Closed toothbrush closed 3 years ago
I've just double-checked using a small repro:
steps:
- name: us-east-1
command: env
env:
TEST_FOO: bar
AWS_DEFAULT_REGION: us-east-1
- name: us-west-2
command: env
env:
TEST_FOO: baz
AWS_DEFAULT_REGION: us-west-2
Concentrating on the us-west-2
step, if i look at the "Environment" tab of the step, it looks as expected:
But if i look at the output of the steps, env
disagrees:
[2021-08-18T02:56:04Z] $ trap 'kill -- $' INT TERM QUIT; env
[2021-08-18T02:56:04Z] BUILDKITE_CONFIG_PATH=/etc/buildkite-agent/buildkite-agent.cfg
[2021-08-18T02:56:04Z] AWS_REGION=us-east-1
[2021-08-18T02:56:04Z] AWS_DEFAULT_REGION=us-east-1
...
That doesn't seem right to me?
Hi @toothbrush!
The part you have linked to only sets environment variables for the bk-install-elastic-stack.sh
script run as part of the EC2 Instance’s UserData
. However, those environment variables do get saved and subsequently sourced by an Agent environment hook so actually will be set in your job environment by the hook and overwrite the one set by your job env 🤔
Does it seem reasonable to tack an AWS_DEFAULT_REGION=foo
on the end of your make
commands which will be set as an environment variable for make-spawned subcommands?

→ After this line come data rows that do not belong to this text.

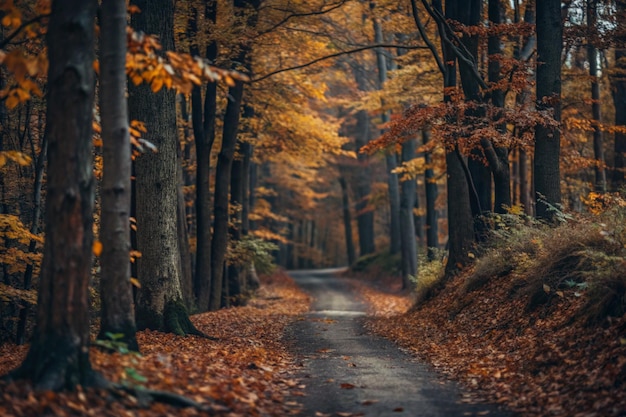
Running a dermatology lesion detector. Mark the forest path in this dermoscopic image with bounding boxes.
[287,270,510,417]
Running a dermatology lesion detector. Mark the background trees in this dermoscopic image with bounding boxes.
[0,0,624,388]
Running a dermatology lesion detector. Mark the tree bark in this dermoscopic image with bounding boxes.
[482,0,511,214]
[422,129,439,261]
[612,0,626,191]
[209,80,244,311]
[98,0,139,351]
[400,140,417,289]
[373,13,401,254]
[587,0,606,193]
[12,0,104,390]
[433,0,475,276]
[128,0,199,335]
[190,1,218,312]
[354,110,376,256]
[534,0,563,220]
[339,176,356,265]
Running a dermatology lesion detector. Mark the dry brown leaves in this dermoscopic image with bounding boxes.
[0,273,309,417]
[364,276,626,417]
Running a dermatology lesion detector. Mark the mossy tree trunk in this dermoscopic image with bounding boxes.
[12,0,103,390]
[98,0,139,350]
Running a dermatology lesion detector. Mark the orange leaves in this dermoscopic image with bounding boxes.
[126,29,248,94]
[0,49,48,109]
[0,151,32,169]
[0,274,308,417]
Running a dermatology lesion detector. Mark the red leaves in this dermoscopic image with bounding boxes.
[362,270,626,416]
[0,275,308,417]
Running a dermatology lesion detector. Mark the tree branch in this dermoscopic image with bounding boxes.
[259,0,346,36]
[411,0,446,75]
[422,0,489,89]
[250,44,428,83]
[0,14,50,49]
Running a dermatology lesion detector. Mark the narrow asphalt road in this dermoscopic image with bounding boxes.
[287,270,510,417]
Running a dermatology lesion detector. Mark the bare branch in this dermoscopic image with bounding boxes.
[411,0,446,74]
[250,44,428,82]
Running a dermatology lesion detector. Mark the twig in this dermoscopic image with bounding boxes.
[250,44,428,83]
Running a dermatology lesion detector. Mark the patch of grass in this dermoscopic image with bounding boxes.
[456,200,626,325]
[413,250,445,306]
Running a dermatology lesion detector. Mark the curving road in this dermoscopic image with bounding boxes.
[288,270,511,417]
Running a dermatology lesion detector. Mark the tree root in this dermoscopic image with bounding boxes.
[111,384,230,415]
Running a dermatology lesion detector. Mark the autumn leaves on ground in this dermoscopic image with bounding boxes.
[0,274,308,417]
[0,207,626,416]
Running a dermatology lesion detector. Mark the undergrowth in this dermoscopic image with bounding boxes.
[458,198,626,325]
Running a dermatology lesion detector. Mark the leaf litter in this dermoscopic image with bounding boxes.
[352,274,626,417]
[0,272,310,417]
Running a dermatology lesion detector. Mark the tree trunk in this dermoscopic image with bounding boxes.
[434,0,475,276]
[339,176,356,265]
[226,140,245,306]
[400,140,417,289]
[209,81,243,311]
[354,110,376,256]
[190,1,218,312]
[587,0,606,193]
[612,0,626,191]
[534,0,563,220]
[128,0,199,335]
[482,0,511,214]
[373,12,401,254]
[422,129,439,261]
[98,0,139,351]
[176,143,195,311]
[12,0,104,390]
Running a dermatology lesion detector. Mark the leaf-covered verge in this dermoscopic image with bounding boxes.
[348,208,626,417]
[0,272,309,417]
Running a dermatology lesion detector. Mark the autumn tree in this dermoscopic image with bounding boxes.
[7,0,100,390]
[611,0,626,190]
[128,0,199,334]
[98,0,139,350]
[534,0,563,219]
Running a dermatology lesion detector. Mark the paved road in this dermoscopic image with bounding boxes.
[288,270,510,417]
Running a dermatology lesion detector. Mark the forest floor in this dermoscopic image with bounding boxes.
[0,266,626,417]
[352,271,626,417]
[0,273,309,417]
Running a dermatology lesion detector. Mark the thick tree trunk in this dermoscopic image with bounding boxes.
[435,0,475,275]
[422,129,439,261]
[128,0,199,334]
[373,13,401,254]
[612,0,626,191]
[339,176,356,265]
[12,0,104,390]
[534,0,563,219]
[98,0,139,350]
[209,81,244,311]
[400,140,417,289]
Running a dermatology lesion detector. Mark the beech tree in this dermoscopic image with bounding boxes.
[534,0,563,219]
[12,0,103,390]
[98,0,139,350]
[128,0,199,334]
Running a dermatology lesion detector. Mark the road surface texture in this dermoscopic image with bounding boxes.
[287,270,512,417]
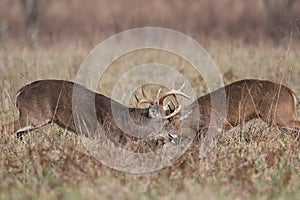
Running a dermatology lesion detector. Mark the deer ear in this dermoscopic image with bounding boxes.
[180,110,193,120]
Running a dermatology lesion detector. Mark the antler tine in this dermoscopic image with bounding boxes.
[159,83,191,105]
[155,88,161,102]
[160,105,181,119]
[134,86,154,108]
[164,96,179,110]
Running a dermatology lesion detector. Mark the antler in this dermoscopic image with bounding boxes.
[134,86,154,108]
[158,82,191,119]
[158,82,191,105]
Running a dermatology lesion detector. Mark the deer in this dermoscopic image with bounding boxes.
[2,80,190,149]
[2,79,300,155]
[135,79,300,157]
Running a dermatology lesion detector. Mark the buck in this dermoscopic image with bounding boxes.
[135,79,300,148]
[3,80,300,152]
[2,80,189,147]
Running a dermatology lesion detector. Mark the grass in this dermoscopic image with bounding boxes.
[0,42,300,199]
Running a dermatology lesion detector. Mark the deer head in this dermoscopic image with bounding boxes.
[135,83,192,144]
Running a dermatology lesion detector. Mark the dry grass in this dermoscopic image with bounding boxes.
[0,39,300,199]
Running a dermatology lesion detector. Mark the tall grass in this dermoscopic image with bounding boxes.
[0,39,300,199]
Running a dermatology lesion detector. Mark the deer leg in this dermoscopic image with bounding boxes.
[1,119,20,134]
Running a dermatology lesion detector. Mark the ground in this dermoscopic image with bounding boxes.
[0,42,300,199]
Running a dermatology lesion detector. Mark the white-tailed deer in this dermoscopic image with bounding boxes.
[2,80,188,147]
[151,79,300,143]
[3,80,300,151]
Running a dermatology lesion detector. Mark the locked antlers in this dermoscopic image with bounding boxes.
[135,83,191,119]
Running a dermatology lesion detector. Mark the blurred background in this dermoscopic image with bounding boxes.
[0,0,300,46]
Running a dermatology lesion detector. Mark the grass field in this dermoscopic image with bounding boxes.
[0,39,300,199]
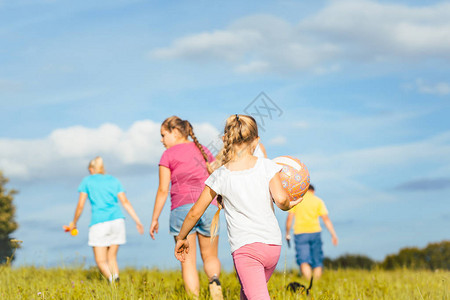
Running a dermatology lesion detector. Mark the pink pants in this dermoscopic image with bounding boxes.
[232,243,281,300]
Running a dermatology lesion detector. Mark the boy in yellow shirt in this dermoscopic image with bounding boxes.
[286,185,338,281]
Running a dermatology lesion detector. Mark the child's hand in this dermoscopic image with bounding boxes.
[68,222,77,231]
[289,197,303,209]
[136,223,144,234]
[175,239,189,262]
[150,220,159,239]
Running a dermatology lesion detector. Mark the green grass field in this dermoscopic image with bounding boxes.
[0,267,450,300]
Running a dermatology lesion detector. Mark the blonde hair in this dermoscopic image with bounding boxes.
[161,116,212,174]
[88,156,105,174]
[217,114,258,166]
[210,114,258,242]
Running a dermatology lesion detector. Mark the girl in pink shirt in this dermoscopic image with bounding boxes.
[150,116,223,299]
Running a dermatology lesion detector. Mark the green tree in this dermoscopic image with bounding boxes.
[323,254,376,270]
[0,172,18,264]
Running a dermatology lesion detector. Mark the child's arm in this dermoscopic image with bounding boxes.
[175,186,216,262]
[286,212,295,240]
[269,173,303,210]
[117,192,144,234]
[150,166,170,239]
[69,193,87,230]
[321,215,338,246]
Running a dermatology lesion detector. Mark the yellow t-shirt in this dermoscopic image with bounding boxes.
[289,192,328,234]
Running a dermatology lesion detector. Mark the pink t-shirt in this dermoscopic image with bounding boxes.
[159,142,217,210]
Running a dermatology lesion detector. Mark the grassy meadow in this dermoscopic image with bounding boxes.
[0,267,450,300]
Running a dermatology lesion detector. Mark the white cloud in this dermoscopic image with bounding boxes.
[0,120,219,180]
[152,0,450,74]
[269,135,287,146]
[415,79,450,96]
[303,132,450,182]
[0,78,22,92]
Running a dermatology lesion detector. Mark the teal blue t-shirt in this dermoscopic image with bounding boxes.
[78,174,125,226]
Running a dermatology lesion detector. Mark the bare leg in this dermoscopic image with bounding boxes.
[313,267,322,280]
[181,233,200,297]
[300,263,312,281]
[198,234,220,280]
[108,245,119,279]
[198,234,223,300]
[92,247,111,279]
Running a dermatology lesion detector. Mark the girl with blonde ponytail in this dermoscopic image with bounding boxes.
[150,116,223,299]
[175,114,302,299]
[69,156,144,282]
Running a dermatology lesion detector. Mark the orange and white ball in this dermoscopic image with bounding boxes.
[273,156,310,200]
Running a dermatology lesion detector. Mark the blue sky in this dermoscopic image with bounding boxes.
[0,0,450,269]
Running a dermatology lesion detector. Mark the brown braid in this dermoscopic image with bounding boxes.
[184,120,213,174]
[161,116,213,174]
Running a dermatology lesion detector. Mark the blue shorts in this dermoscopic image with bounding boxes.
[169,204,219,236]
[294,232,323,268]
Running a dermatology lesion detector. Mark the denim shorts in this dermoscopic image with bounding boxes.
[294,232,323,268]
[169,204,220,236]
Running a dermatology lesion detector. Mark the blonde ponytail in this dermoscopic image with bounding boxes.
[88,156,106,174]
[210,114,258,242]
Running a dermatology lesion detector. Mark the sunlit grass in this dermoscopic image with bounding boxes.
[0,267,450,300]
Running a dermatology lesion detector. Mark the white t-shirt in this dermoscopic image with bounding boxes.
[205,158,281,253]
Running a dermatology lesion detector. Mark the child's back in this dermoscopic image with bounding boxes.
[206,158,282,252]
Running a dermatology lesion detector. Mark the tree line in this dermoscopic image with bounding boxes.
[0,171,450,270]
[323,241,450,270]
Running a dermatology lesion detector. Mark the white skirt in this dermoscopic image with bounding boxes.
[88,218,126,247]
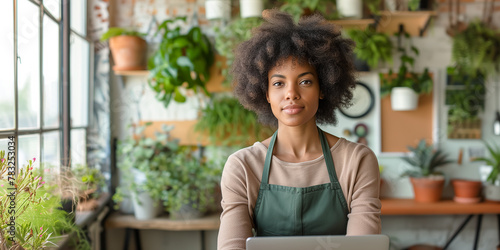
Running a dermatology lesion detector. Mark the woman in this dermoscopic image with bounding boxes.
[218,10,381,249]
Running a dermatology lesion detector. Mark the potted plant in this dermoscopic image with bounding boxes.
[215,17,262,86]
[101,27,148,71]
[148,17,214,107]
[113,123,178,220]
[162,146,224,219]
[474,142,500,202]
[346,25,393,70]
[402,139,452,202]
[195,97,273,146]
[0,150,90,250]
[380,31,433,111]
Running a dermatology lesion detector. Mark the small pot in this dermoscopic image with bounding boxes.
[410,177,444,203]
[391,87,418,111]
[109,35,148,70]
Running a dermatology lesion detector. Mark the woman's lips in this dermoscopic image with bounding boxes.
[283,104,304,115]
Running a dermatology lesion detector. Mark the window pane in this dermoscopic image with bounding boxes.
[17,134,40,167]
[42,16,60,128]
[70,0,87,36]
[71,129,87,167]
[70,34,89,127]
[0,1,15,130]
[41,131,61,168]
[43,0,61,20]
[17,0,40,129]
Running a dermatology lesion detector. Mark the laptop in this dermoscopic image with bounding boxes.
[246,234,389,250]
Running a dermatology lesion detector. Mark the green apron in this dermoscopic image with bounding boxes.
[254,128,348,236]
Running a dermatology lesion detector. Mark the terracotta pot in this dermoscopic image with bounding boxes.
[109,36,148,70]
[452,179,482,198]
[410,177,444,202]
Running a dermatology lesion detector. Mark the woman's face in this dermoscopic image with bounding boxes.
[267,57,322,126]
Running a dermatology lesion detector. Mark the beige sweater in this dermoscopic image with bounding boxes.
[217,138,381,250]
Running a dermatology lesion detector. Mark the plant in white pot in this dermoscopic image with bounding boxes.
[402,139,452,202]
[380,32,433,111]
[474,142,500,202]
[113,123,178,219]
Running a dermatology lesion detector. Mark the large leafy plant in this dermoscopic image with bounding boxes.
[148,17,214,107]
[347,26,393,67]
[380,32,433,97]
[215,17,262,86]
[474,142,500,185]
[402,139,452,178]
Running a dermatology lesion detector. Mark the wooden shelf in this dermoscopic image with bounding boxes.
[377,11,437,36]
[381,199,500,215]
[104,213,220,231]
[330,19,375,30]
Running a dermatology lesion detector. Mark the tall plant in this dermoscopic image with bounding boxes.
[148,17,214,107]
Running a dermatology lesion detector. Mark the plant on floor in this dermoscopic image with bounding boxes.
[215,17,262,86]
[474,142,500,185]
[347,25,392,68]
[195,96,272,146]
[380,32,433,97]
[0,151,90,250]
[402,139,453,178]
[148,17,214,107]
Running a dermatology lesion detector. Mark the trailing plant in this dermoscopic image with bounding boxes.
[148,17,214,107]
[402,139,453,178]
[215,17,262,86]
[380,32,433,97]
[113,123,179,207]
[474,141,500,185]
[162,147,224,215]
[97,27,146,41]
[452,20,500,77]
[0,151,90,250]
[347,25,393,67]
[195,97,272,146]
[446,67,486,122]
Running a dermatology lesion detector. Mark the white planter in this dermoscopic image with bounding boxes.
[391,87,418,111]
[240,0,264,18]
[337,0,363,19]
[205,0,231,20]
[132,192,162,220]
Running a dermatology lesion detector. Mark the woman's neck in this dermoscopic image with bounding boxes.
[273,122,323,162]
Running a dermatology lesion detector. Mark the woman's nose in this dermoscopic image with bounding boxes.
[286,84,300,100]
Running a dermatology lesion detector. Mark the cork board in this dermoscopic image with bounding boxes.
[380,93,434,153]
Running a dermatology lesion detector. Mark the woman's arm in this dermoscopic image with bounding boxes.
[217,156,253,250]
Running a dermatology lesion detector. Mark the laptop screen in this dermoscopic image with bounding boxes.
[246,234,389,250]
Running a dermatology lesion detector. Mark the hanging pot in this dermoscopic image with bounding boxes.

keithduncan@Keiths-Mac-mini make-test % make target | grep 'AWS_*'
keithduncan@Keiths-Mac-mini make-test % make target AWS_DEFAULT_REGION=us-east-1 | grep 'AWS_*'
declare -x AWS_DEFAULT_REGION="us-east-1"
declare -x MAKEFLAGS="AWS_DEFAULT_REGION=us-east-1"
Yeah – that's one way of working around it. I just made a patch to one of our repos to set DEPLOY_REGION=foo
and in the Makefile re-export export AWS_DEFAULT_REGION=${DEPLOY_REGION}
if set. This way the workaround is obvious.
My concern with an approach like you suggest is that the difference between the following isn't obvious at all:
steps:
- name: approach 1
command: make something
env:
AWS_DEFAULT_REGION: us-east-1
- name: approach 2
command: make something AWS_DEFAULT_REGION=us-west-2
..and someone is liable to come along later and not realise there's a big footgun lurking there.
Wouldn't it be preferable to patch this bit:
Into something more like (pseudo-code, but i mean to say, use whatever AWS_DEFAULT_REGION
is set, and only set it to the build agent's region if it's not set)?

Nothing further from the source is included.